Angels at Risk
- Founded: 1997
- Founders: Susie Spain Ted Danson Mary Steenburgen Jesse Sisgold Tom Nolan Amanda Shumow

= Angels at Risk =

US non-profit organization

Angels at Risk is a 501(c)(3) non-profit charitable organization in Los Angeles, California, United States, founded by Susie Spain, Ted Danson, Mary Steenburgen, Jesse Sisgold and Tom Nolan that focuses on the issue of drug and alcohol use and abuse in kids, teens, and families through their prevention education programs, services, trainings, and curriculum.

== History ==

Angels at Risk formally became their own 501(c)(3) in 2007, having been a program of both Paul Cummin’s New Visions Foundation and Robyn and Mel Gibson’s Malibu Foundation for Youth & Families prior to 2007. In 1998, then Assemblywoman Sheila Kuehl attended a summit for all of the schools in West Los Angeles. This meeting highlighted the drug and alcohol crisis for teenagers in their community.

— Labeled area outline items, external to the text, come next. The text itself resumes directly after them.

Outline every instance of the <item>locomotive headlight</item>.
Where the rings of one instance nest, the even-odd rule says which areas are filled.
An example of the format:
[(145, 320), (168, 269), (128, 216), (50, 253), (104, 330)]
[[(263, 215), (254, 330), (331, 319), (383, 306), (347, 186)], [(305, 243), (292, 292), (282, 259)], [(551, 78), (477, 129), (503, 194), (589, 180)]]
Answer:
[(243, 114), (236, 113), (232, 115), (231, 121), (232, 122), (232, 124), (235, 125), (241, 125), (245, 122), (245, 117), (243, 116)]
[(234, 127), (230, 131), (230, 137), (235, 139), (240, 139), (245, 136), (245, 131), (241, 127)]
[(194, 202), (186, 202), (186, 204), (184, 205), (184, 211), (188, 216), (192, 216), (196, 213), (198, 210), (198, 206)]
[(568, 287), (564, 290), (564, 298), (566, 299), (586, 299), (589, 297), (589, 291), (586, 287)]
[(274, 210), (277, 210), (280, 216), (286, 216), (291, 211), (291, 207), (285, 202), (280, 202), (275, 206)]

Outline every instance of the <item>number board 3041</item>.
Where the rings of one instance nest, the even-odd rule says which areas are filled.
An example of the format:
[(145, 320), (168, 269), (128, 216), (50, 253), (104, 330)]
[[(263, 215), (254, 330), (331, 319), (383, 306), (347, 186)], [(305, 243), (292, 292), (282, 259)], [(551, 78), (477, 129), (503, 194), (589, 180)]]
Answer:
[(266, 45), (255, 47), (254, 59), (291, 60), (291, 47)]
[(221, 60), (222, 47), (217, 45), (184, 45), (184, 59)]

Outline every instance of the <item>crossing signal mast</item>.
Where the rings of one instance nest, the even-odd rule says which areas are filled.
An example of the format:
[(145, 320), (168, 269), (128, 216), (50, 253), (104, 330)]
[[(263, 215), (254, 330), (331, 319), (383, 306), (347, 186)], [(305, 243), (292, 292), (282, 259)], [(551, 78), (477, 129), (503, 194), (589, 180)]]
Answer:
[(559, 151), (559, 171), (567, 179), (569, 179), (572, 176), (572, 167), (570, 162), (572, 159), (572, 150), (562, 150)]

Several high schools were in attendance including: Santa Monica High, Palisades Charter High, Venice High, Malibu High and Crossroads High. Since that time, Angels at Risk has served the school communities mentioned above and their programs and services have been consistently active on the Westside of Los Angeles from Inglewood to Malibu honoring Angels at Risk’s two main concepts; unity and family.